The Opticyte device was used in a recently completed first-in-human observational study of nearly 150 patients at Harborview Medical Center and University of Washington Medical Center in Seattle. The study documented real-time readings of low cell O₂ in patients with sepsis, a potential precursor to organ failure, shock, and death. Opticyte is currently coordinating additional studies investigating the prognostic value of cell oxygenation for organ dysfunction and mortality in patients across indications and care settings.

According to the Centers for Disease Control and Prevention (CDC), at least 1.7 million adults in the U.S. develop sepsis, and nearly 270,000 die as a result every year. The current standard of care for determining organ dysfunction, including for patients with sepsis, trauma or myocardial infarction, requires a blood draw, lab work, and approximately two hours of testing time. The significant market gap in the United States for these three populations across emergency and intensive care represents a $2.8B opportunity annually.

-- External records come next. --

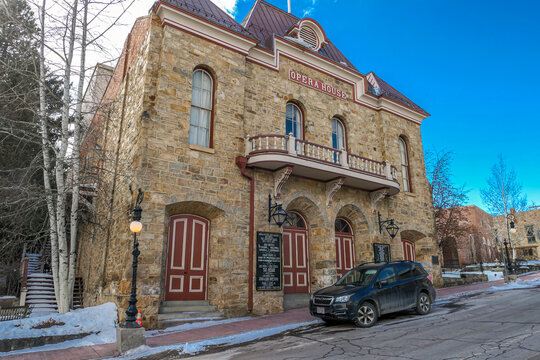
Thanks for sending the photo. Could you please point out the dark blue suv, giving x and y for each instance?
(374, 289)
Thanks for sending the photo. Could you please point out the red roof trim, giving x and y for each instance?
(193, 32)
(165, 4)
(316, 23)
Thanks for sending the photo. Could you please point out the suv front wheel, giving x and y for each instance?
(366, 316)
(423, 304)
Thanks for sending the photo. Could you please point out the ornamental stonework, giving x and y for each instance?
(144, 136)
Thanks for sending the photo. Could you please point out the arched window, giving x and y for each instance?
(200, 125)
(338, 134)
(293, 121)
(342, 226)
(405, 170)
(295, 220)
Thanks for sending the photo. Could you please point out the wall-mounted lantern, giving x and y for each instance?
(276, 212)
(391, 227)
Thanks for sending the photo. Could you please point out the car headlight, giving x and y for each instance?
(343, 298)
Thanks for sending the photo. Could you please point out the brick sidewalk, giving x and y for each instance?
(257, 323)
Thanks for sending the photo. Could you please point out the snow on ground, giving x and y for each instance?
(456, 274)
(518, 284)
(191, 326)
(198, 346)
(99, 320)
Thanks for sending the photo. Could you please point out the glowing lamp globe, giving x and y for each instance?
(135, 226)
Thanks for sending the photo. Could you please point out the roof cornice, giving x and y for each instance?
(183, 20)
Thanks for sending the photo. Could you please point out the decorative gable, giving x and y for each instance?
(310, 34)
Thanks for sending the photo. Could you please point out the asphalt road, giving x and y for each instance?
(499, 325)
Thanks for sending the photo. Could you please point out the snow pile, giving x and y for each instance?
(518, 284)
(194, 325)
(195, 347)
(456, 274)
(100, 321)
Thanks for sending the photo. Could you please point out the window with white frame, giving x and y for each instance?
(529, 230)
(294, 121)
(338, 134)
(405, 171)
(200, 125)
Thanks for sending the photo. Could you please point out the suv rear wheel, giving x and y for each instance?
(366, 316)
(423, 304)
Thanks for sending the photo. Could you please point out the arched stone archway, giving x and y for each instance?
(358, 219)
(228, 235)
(322, 258)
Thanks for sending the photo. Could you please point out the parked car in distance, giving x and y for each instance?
(373, 289)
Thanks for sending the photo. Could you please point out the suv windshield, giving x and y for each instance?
(358, 277)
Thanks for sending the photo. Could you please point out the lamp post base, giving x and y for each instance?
(129, 338)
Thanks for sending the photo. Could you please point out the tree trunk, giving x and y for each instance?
(63, 268)
(46, 157)
(75, 161)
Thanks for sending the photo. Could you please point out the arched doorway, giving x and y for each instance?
(408, 250)
(187, 258)
(344, 247)
(295, 255)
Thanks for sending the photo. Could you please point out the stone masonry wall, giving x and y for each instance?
(154, 153)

“In the emergency department, we’re always racing against time. Opticyte’s technology offers the potential to see continuous, real-time data indicating systemic low cellular oxygenation and allow those of us on the frontlines of care to respond with effective countermeasures to course correct potential organ dysfunction and ideally save more lives,” said Dr. Eileen Bulger, Chief of Trauma at Harborview Medical Center.

Opticyte studied more than 130 healthy people with a wide variety of physical characteristics, including lighter and darker skin tones, to develop the training and testing data for its machine learning algorithm.

“Opticyte’s commitment to ensuring people with different skin tones and pigmentation are included in the foundation of their technology, dramatically improving the standard of care and saving lives for the hundreds of thousands of people suffering from organ dysfunction, makes us especially proud to support their efforts,” said Nate Doran, a Seattle-based micro VC.